Méndez Núñez returned to Ferrol Naval Base on 11 July 2014. Her arrival coincided with the other four ships of her class being present in Ferrol. The five frigates of the class made a joint training exercise for first time as part of the 31st Escort Squadron of which they are part.

In September 2014 Méndez Núñez and Álvaro de Bazán took part in Air Force exercise DACEX-14 (Canary Air Defense). In mid-October Méndez Núñez participated in NATO exercise Noble Mariner-14 in the waters off Cartagena, along with 24 other surface vessels and 6 submarines from sixteen countries. On 6 April 2015 she sailed from her base in Ferrol to participate in Scottish waters in the NATO Exercise Joint Warrior, after which she visited the port of London before returning to her base.

At the beginning of June, Méndez Núñez was incorporated into Standing NATO Maritime Group 1 as a command vessel, relieving Álvaro de Bazán. In the course of this deployment, the frigate participated in the Northern Coasts 16 exercises in Baltic waters, involving 38 vessels from eight countries. She returned to Ferrol after being relieved by the Álvaro de Bazán on 30 September 2016.

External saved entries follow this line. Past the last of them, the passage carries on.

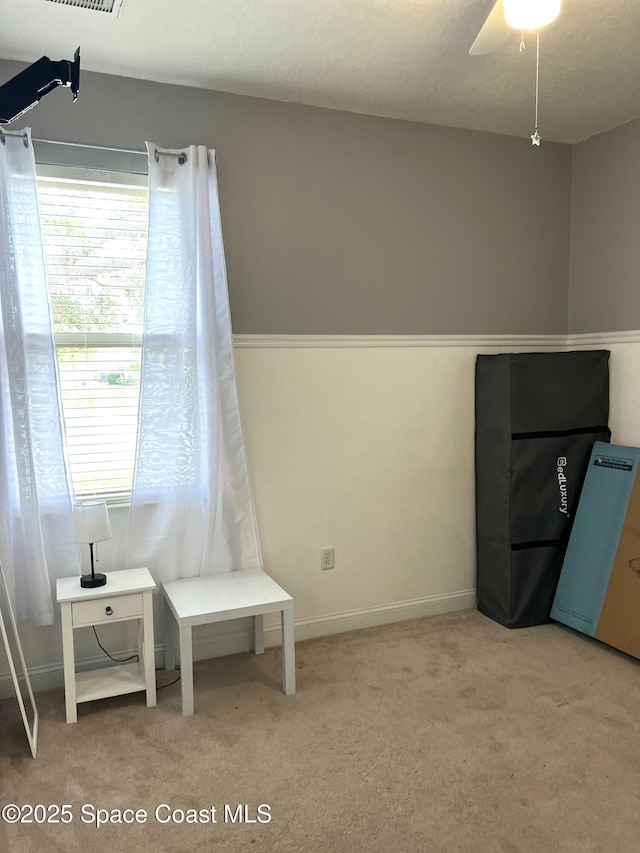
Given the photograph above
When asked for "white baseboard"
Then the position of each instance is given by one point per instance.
(236, 637)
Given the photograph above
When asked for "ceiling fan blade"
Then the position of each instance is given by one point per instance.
(494, 33)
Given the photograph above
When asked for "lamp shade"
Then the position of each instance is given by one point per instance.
(530, 14)
(91, 522)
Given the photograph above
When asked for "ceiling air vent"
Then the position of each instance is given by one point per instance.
(113, 7)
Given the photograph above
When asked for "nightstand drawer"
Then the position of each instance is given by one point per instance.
(106, 609)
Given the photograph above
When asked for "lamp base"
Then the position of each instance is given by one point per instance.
(91, 581)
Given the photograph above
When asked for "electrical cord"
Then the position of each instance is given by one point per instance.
(115, 660)
(135, 657)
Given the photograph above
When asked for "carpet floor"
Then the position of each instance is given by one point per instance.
(436, 735)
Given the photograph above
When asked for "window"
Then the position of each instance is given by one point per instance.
(94, 228)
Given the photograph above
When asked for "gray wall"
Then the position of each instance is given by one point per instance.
(337, 223)
(604, 287)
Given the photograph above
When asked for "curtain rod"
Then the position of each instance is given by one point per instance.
(71, 144)
(182, 157)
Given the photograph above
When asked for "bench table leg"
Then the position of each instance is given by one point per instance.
(288, 653)
(186, 670)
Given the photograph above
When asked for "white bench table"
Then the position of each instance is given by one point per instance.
(216, 598)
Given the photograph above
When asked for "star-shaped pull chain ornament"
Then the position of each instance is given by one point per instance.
(535, 136)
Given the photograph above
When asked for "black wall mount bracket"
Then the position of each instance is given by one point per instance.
(25, 90)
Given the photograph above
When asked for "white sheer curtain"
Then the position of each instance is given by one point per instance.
(191, 507)
(35, 503)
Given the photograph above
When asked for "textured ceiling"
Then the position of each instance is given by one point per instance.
(400, 58)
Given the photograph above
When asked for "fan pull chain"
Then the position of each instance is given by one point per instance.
(535, 136)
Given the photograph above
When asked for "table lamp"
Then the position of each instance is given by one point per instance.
(91, 524)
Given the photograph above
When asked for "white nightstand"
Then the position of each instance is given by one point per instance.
(126, 595)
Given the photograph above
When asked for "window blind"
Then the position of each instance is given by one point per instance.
(95, 234)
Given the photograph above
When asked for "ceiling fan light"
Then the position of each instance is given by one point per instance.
(531, 14)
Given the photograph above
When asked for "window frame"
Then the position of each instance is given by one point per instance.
(56, 168)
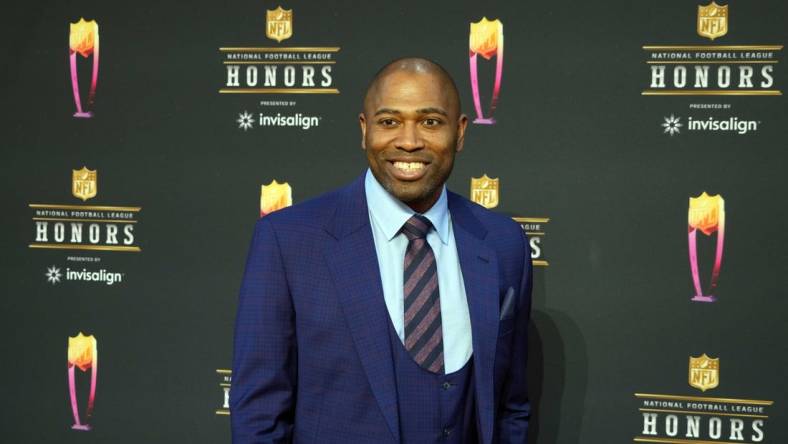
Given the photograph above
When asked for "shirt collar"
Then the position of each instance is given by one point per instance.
(391, 214)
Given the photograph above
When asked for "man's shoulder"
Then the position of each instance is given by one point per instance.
(312, 214)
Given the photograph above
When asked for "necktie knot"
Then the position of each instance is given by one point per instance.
(416, 227)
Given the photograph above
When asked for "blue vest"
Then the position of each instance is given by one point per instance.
(433, 408)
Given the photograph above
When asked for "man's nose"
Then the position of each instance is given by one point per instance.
(409, 138)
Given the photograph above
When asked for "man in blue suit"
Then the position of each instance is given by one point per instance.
(390, 310)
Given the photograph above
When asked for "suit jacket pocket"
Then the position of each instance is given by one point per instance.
(507, 312)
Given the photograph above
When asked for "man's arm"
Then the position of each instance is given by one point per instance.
(515, 408)
(262, 397)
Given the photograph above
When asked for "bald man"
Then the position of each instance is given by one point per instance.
(391, 310)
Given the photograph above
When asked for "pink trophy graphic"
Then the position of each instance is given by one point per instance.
(707, 215)
(486, 39)
(82, 354)
(83, 40)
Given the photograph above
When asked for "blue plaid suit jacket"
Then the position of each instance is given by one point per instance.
(312, 362)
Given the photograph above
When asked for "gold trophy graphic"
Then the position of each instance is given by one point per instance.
(83, 40)
(82, 355)
(486, 40)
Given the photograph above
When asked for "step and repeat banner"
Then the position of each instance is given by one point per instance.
(641, 146)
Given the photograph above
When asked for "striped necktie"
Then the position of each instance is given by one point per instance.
(423, 333)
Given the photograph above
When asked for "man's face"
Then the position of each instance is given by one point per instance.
(411, 129)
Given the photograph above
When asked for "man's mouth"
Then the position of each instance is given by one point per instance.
(409, 166)
(407, 170)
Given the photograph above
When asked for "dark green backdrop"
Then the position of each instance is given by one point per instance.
(575, 141)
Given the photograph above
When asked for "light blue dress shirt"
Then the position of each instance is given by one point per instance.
(387, 214)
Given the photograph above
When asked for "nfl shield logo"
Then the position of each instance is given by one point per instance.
(484, 191)
(704, 372)
(712, 20)
(84, 183)
(279, 24)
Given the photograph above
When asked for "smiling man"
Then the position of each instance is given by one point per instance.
(391, 310)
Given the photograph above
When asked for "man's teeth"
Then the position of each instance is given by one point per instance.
(409, 166)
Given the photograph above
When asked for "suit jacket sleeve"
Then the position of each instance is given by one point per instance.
(515, 408)
(262, 398)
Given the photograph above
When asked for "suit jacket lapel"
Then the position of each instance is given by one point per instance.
(353, 262)
(480, 275)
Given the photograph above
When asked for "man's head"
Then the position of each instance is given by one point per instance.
(411, 128)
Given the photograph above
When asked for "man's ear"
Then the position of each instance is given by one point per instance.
(362, 121)
(462, 124)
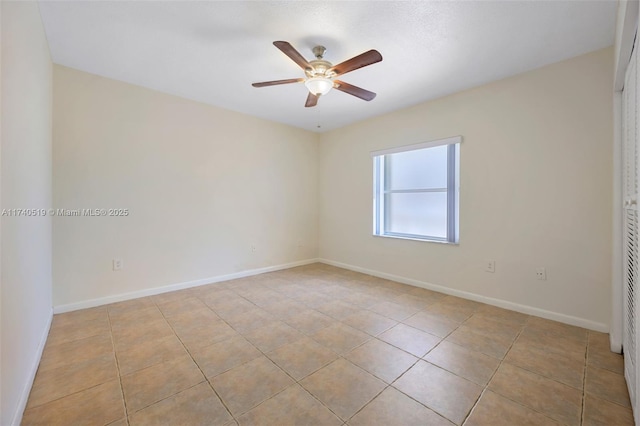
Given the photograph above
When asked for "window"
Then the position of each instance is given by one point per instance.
(416, 191)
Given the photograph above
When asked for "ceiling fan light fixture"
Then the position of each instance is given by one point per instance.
(319, 85)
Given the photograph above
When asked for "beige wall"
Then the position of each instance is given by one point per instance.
(202, 186)
(25, 176)
(536, 179)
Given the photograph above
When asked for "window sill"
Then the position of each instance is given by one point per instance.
(423, 240)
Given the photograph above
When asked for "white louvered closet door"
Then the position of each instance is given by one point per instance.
(630, 227)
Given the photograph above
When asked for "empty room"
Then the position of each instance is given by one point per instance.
(319, 213)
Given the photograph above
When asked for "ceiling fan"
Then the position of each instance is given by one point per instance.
(320, 74)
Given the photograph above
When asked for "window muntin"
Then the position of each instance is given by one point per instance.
(416, 191)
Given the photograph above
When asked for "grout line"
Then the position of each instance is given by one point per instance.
(115, 355)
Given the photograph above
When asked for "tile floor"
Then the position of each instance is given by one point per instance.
(320, 345)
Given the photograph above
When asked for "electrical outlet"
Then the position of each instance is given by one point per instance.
(117, 264)
(490, 265)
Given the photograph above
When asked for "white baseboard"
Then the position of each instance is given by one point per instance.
(529, 310)
(173, 287)
(26, 390)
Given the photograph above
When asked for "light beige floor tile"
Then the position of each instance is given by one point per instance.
(140, 331)
(65, 330)
(310, 321)
(101, 404)
(607, 385)
(313, 299)
(222, 356)
(340, 338)
(425, 383)
(75, 352)
(338, 310)
(381, 359)
(558, 329)
(148, 353)
(62, 381)
(394, 311)
(284, 309)
(553, 343)
(172, 296)
(302, 357)
(493, 326)
(503, 315)
(466, 363)
(190, 318)
(195, 406)
(198, 335)
(273, 336)
(562, 368)
(181, 306)
(449, 311)
(228, 306)
(362, 299)
(250, 320)
(293, 406)
(461, 303)
(343, 387)
(125, 317)
(412, 301)
(410, 339)
(598, 412)
(274, 310)
(495, 346)
(431, 324)
(82, 316)
(392, 407)
(553, 399)
(247, 385)
(369, 322)
(145, 387)
(138, 304)
(495, 410)
(599, 353)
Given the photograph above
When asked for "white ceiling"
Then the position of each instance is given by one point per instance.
(212, 51)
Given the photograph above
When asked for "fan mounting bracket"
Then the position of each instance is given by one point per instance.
(318, 51)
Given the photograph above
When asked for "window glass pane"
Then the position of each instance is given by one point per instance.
(422, 213)
(419, 169)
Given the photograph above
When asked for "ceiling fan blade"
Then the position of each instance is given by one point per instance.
(292, 53)
(362, 60)
(312, 100)
(354, 90)
(276, 82)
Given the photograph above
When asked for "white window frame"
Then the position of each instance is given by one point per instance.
(380, 191)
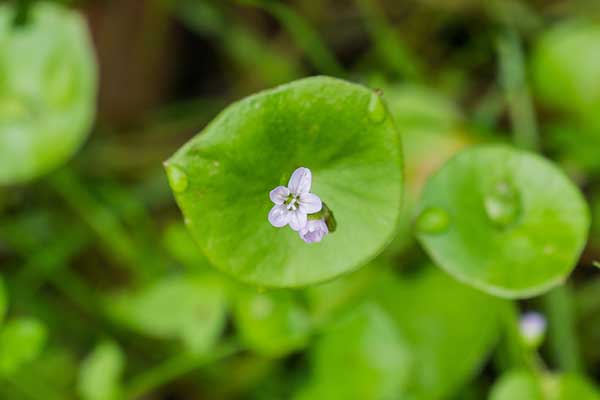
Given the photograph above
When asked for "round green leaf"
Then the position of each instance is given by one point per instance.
(47, 90)
(341, 132)
(515, 224)
(3, 300)
(21, 341)
(523, 385)
(566, 67)
(272, 323)
(189, 309)
(100, 373)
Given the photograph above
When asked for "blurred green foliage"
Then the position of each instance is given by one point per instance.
(106, 295)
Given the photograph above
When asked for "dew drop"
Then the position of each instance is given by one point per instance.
(177, 178)
(376, 109)
(433, 220)
(502, 204)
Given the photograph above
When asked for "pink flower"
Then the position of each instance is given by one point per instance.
(294, 202)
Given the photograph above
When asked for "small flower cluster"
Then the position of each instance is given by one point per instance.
(297, 207)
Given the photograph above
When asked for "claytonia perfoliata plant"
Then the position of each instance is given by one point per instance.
(533, 328)
(294, 204)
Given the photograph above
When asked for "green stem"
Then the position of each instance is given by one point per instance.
(180, 365)
(562, 338)
(304, 35)
(516, 90)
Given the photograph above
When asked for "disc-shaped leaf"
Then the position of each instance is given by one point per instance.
(338, 130)
(503, 220)
(47, 90)
(360, 356)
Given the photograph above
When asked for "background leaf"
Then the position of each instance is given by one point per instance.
(100, 373)
(47, 90)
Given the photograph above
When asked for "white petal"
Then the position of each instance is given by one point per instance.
(300, 181)
(298, 220)
(279, 195)
(310, 203)
(279, 216)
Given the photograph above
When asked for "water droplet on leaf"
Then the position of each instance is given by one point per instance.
(502, 204)
(177, 178)
(376, 109)
(433, 220)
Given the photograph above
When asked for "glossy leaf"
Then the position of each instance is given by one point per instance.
(21, 341)
(100, 373)
(523, 385)
(450, 328)
(189, 309)
(516, 224)
(341, 132)
(361, 356)
(3, 300)
(47, 90)
(272, 323)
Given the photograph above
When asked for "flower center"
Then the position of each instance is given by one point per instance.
(292, 202)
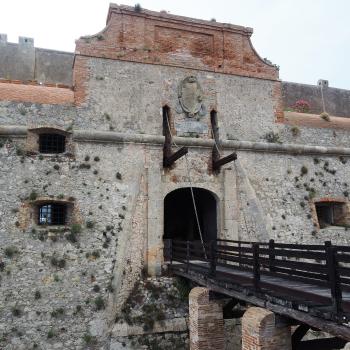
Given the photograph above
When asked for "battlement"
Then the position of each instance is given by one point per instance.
(22, 61)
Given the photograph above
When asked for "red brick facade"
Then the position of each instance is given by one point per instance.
(160, 38)
(206, 321)
(260, 331)
(18, 91)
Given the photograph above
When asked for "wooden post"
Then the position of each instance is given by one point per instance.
(187, 255)
(256, 266)
(213, 258)
(170, 258)
(271, 255)
(239, 254)
(333, 277)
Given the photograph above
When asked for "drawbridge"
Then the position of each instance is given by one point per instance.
(307, 285)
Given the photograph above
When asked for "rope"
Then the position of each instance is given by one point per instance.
(323, 103)
(191, 187)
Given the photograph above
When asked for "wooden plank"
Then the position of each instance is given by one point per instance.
(335, 329)
(217, 164)
(321, 344)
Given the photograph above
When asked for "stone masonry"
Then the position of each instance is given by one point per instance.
(260, 331)
(64, 286)
(206, 321)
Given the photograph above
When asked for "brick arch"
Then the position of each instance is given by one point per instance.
(179, 215)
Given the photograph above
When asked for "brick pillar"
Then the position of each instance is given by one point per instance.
(206, 321)
(260, 331)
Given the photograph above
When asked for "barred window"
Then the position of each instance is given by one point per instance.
(52, 214)
(332, 214)
(52, 143)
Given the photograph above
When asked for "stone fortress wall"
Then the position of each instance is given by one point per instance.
(62, 288)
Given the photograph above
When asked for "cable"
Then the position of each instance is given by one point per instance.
(191, 187)
(323, 103)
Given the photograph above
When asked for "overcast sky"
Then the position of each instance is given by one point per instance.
(308, 39)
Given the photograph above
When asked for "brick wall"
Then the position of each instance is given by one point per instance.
(16, 91)
(160, 38)
(260, 331)
(206, 321)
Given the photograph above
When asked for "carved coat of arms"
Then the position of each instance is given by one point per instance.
(190, 96)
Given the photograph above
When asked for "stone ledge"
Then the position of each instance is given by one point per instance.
(174, 325)
(115, 137)
(315, 121)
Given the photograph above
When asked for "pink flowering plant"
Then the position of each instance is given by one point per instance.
(301, 106)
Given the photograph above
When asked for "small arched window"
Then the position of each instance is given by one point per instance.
(166, 121)
(332, 213)
(214, 125)
(52, 214)
(52, 143)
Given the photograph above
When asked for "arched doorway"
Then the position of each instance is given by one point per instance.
(179, 215)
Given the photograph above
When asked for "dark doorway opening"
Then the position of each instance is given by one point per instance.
(179, 215)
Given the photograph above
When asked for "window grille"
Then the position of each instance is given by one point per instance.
(331, 214)
(52, 143)
(52, 214)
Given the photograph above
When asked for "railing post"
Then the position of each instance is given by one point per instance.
(271, 255)
(187, 255)
(333, 277)
(170, 251)
(212, 258)
(239, 254)
(256, 266)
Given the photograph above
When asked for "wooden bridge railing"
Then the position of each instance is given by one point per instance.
(323, 265)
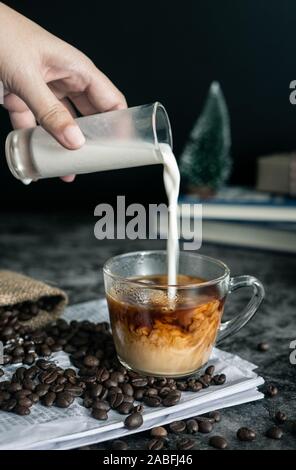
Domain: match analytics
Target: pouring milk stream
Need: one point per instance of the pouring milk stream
(114, 140)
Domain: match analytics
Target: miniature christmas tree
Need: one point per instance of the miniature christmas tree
(205, 162)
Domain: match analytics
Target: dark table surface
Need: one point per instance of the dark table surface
(62, 249)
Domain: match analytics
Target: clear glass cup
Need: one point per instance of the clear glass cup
(115, 139)
(160, 336)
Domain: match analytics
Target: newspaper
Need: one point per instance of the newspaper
(56, 428)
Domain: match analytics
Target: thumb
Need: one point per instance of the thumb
(52, 114)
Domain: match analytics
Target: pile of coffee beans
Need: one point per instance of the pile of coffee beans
(101, 382)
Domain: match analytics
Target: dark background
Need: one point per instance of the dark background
(171, 51)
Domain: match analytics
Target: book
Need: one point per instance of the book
(242, 204)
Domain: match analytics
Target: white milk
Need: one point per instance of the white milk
(171, 177)
(33, 154)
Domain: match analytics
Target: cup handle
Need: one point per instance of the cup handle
(235, 324)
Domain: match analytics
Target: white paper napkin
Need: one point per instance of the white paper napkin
(55, 428)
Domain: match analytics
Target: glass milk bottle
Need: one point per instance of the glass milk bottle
(114, 140)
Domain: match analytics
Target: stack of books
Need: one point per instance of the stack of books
(244, 217)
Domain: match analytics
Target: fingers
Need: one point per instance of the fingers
(52, 114)
(20, 115)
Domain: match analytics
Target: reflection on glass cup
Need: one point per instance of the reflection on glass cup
(157, 333)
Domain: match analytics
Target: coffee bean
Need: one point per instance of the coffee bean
(119, 445)
(56, 388)
(99, 414)
(181, 385)
(263, 346)
(271, 390)
(61, 380)
(128, 399)
(75, 390)
(21, 410)
(41, 389)
(138, 408)
(246, 434)
(219, 379)
(49, 376)
(114, 389)
(274, 432)
(29, 359)
(95, 390)
(34, 397)
(70, 374)
(102, 374)
(25, 401)
(118, 377)
(185, 444)
(127, 389)
(177, 426)
(4, 384)
(152, 401)
(31, 373)
(205, 380)
(155, 444)
(159, 432)
(44, 365)
(218, 442)
(280, 417)
(151, 392)
(64, 399)
(204, 426)
(45, 350)
(19, 374)
(91, 361)
(115, 399)
(172, 398)
(4, 396)
(14, 387)
(22, 394)
(134, 420)
(210, 370)
(139, 382)
(125, 408)
(88, 402)
(48, 399)
(192, 426)
(139, 394)
(164, 391)
(215, 415)
(109, 383)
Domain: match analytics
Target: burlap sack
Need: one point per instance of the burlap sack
(16, 288)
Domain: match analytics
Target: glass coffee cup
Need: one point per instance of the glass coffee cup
(170, 331)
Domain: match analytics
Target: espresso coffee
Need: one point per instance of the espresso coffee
(155, 336)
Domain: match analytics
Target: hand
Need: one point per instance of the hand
(43, 76)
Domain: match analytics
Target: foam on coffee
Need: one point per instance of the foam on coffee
(154, 337)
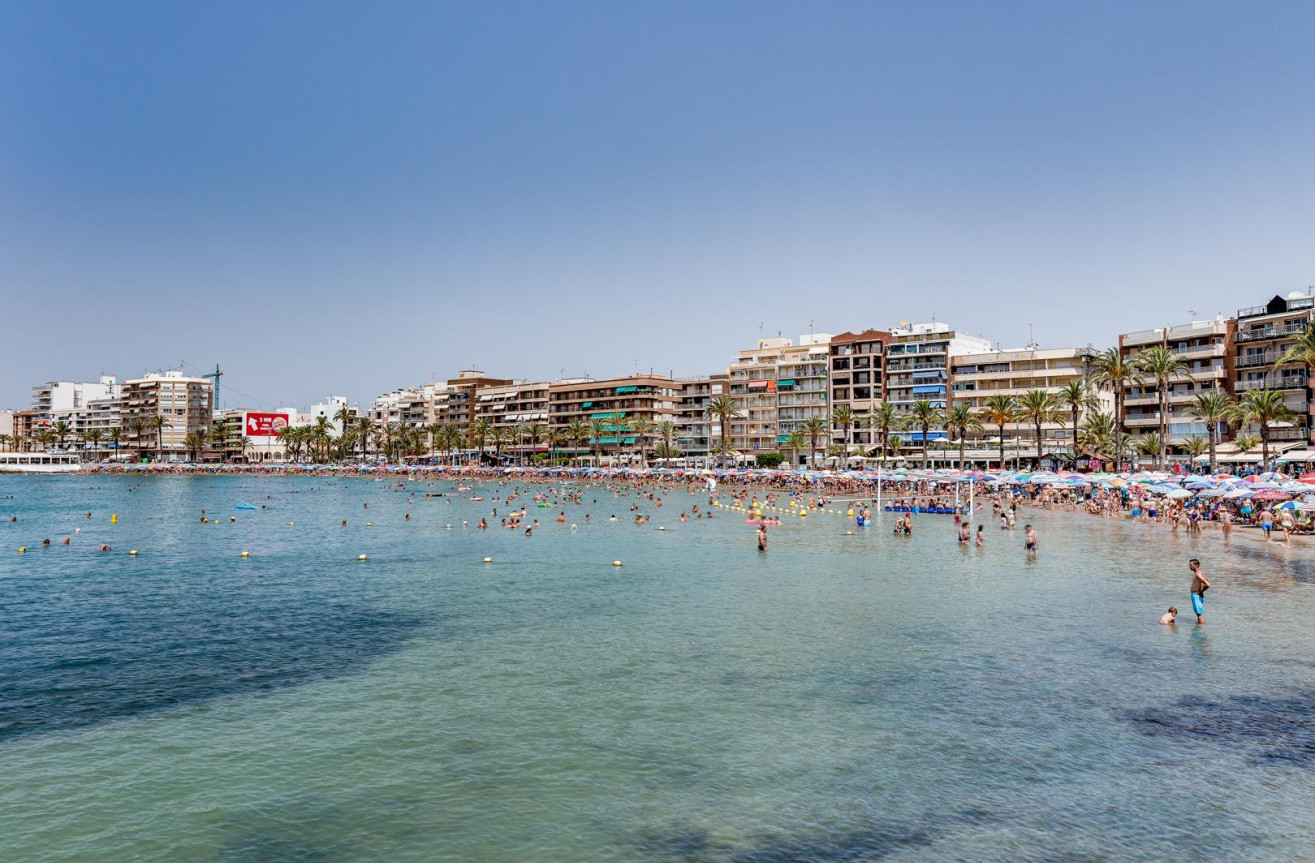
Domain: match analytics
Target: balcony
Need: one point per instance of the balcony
(1293, 305)
(1293, 328)
(1251, 361)
(1285, 382)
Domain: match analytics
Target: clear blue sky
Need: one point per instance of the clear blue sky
(349, 197)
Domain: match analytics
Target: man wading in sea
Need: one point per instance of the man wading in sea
(1199, 584)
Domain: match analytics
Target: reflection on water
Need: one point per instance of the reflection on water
(842, 697)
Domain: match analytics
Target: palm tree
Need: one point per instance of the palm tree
(364, 428)
(960, 421)
(158, 424)
(925, 413)
(554, 437)
(1000, 411)
(1245, 442)
(500, 437)
(1038, 407)
(1098, 434)
(577, 433)
(1213, 408)
(1261, 407)
(794, 442)
(193, 441)
(620, 429)
(1077, 396)
(1111, 370)
(1161, 365)
(61, 430)
(843, 417)
(815, 428)
(537, 433)
(598, 429)
(92, 437)
(478, 433)
(643, 428)
(723, 409)
(883, 421)
(894, 443)
(667, 430)
(1195, 445)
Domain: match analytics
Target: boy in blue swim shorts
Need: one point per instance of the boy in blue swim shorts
(1199, 584)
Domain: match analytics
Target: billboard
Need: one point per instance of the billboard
(264, 425)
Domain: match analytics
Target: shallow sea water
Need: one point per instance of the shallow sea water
(851, 699)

On 2 February 2017, the Méndez Núñez and the oiler Patiño joined Standing NATO Maritime Group 1. This deployment ended on 12 May 2017.

In April 2019, Méndez Núñez was deployed with U.S. Navy Carrier Strike Group-12 for seven months. However, as of May 2019, the frigate has been recalled from this joint deployment.

On 5 September 2019, Méndez Núñez made the historic port-visit to the Philippines, making it the 1st Spanish Navy vessel to do so, since the Battle of Manila Bay during the Spanish–American War in 1898. In 2025, the frigate joined the Royal Navy's carrier strike group as part of Operation HIGHMAST in a deployment to the Indo-Pacific region.